Flexion of the thumb occurs in the plane parallel to the palm; the thumb moves into the palm. Abduction occurs in the plane perpendicular to the palm; the thumb moves away from the palm. Opposition is a combination of abduction, rotation, and flexion that occurs as the thumb tip is brought to the tip of the little finger. Retropulsion is movement of the thumb dorsally beyond its natural resting position.

The thumb is capable of 60 degrees of abduction. Approximately 10 to 15 degrees of hyperextension can occur at the IP and MCP joints. The IP joint is capable of 80 degrees of flexion, while the MCP and CMC joints are capable of 55 and 35 degrees, respectively.

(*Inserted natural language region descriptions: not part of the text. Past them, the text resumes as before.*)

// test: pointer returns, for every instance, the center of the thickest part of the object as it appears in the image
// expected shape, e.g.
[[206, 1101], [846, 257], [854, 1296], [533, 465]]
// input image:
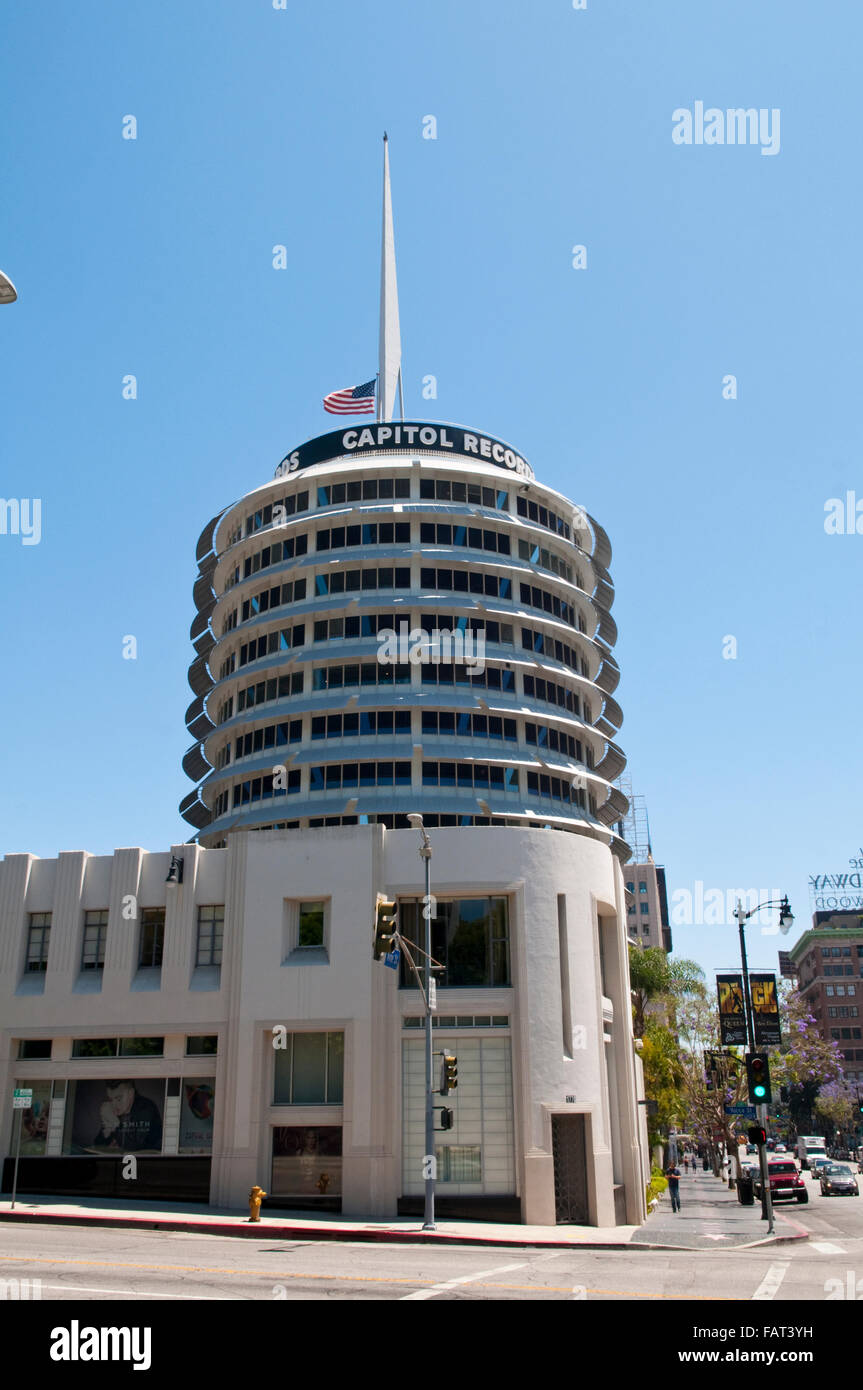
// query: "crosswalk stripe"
[[769, 1286]]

Thumb motion is controlled by extrinsic flexors, extensors, and abductors and by intrinsic muscles (figure 5 and table 4 and figure 15 and figure 16 and table 1). The flexor pollicis longus (FPL) inserts on the distal phalanx and is primarily responsible for IP flexion. The abductor pollicis longus (APL) inserts at the base of the first metacarpal and is responsible for CMC abduction and extension. The extensor pollicis brevis (EPB) inserts on the proximal phalanx and assists with MCP and CMC extension. The APL and EPB tendons run along the radial aspect of the anatomic snuffbox and are involved in de Quervain's tenosynovitis. The extensor pollicis longus (EPL) runs along the ulnar side of the snuffbox. It inserts on the distal phalanx and contributes to MCP and IP extension.

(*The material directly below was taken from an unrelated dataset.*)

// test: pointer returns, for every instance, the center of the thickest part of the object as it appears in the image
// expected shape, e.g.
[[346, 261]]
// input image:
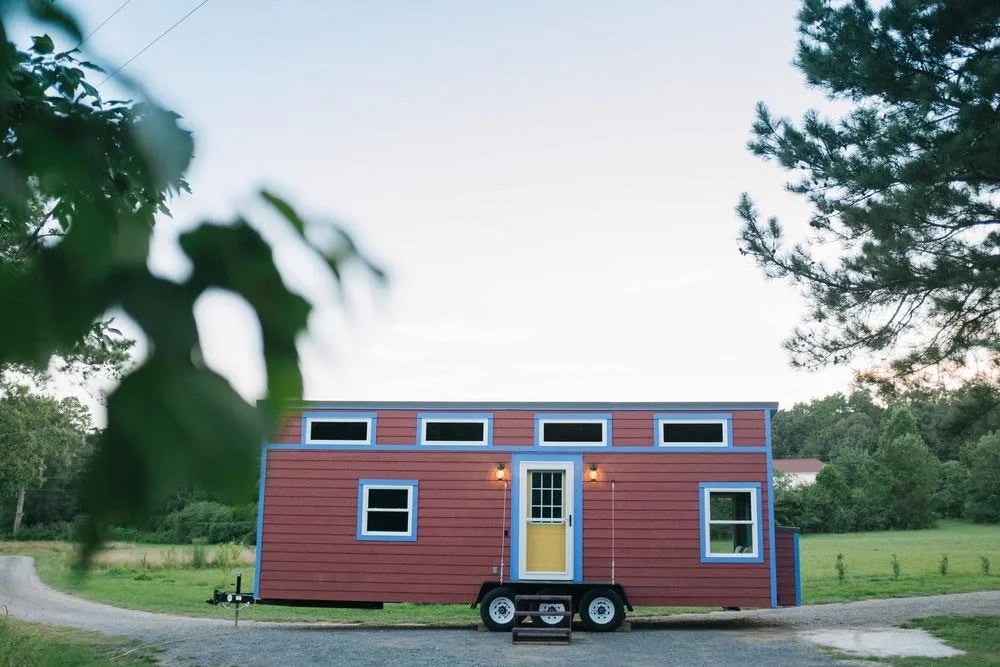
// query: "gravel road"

The intrinsic muscles of the thumb consist of the thenar muscles and the adductor pollicis. The adductor pollicis inserts at the base of the proximal phalanx on the radial side and is responsible for adduction and opposition. The abductor pollicis brevis (APB), flexor pollicis brevis (FPB), and opponens pollicis comprise the thenar group and are responsible for flexion, abduction, and opposition of the thumb.

Most thumb muscles are innervated by the median nerve. The ulnar nerve innervates the adductor pollicis and the deep head of the flexor pollicis brevis. The princeps pollicis artery comes from the deep palmar arch to supply the structures of the thumb. (See 'Innervation' above and 'Vasculature' above.)

SUMMARY

Overall function with graphic aids – Finger function involves a complex interaction among multiple joints, flexor and extensor tendons, and supporting fascia and ligaments. Tables and diagrams summarizing the movements and innervation of the fingers and thumb are provided (figure 5 and figure 6 and figure 7 and table 1 and table 2 and table 3). (See 'Nomenclature and overall structure' above.)

Finger joints – Each of the digits, except the thumb, has three phalanges with three hinged joints: distal interphalangeal (DIP), proximal interphalangeal (PIP), and metacarpophalangeal (MCP) (figure 1). Joint stability is provided by the structure of the phalanges, joint capsule, radial and ulnar collateral ligaments, and dorsal and palmar ligaments.

Finger movements – Flexion and extension are the primary movements of the fingers. The extensor digitorum muscle and central slip are primarily involved in PIP extension, while the terminal slip is involved in DIP extension. Finger flexion involves a complex pulley system, which is described in the text. The flexor digitorum superficialis performs flexion of the PIP joint, while the flexor digitorum profundus performs DIP flexion. Abduction and adduction can be performed at the MCP joints. (See 'Finger extension' above and 'Finger flexion and pulley system' above.)

Vascular anatomy – The arteries of the hand are located mainly on the palmar (or volar) side (figure 8). The ulnar and radial arteries unite in the palm to form a small deep palmar arch and a larger superficial palmar arch. (See 'Vasculature' above.)

Nerve anatomy – The hand is innervated by the median, ulnar and radial nerves. Each has motor and sensory components. Of note, there is considerable variation in sensory innervation. (See 'Innervation' above.)

Thumb anatomy – The thumb consists of only two phalanges but is capable of opposition, abduction, adduction, and retropulsion, in addition to flexion and extension. (See 'Thumb anatomy' above.)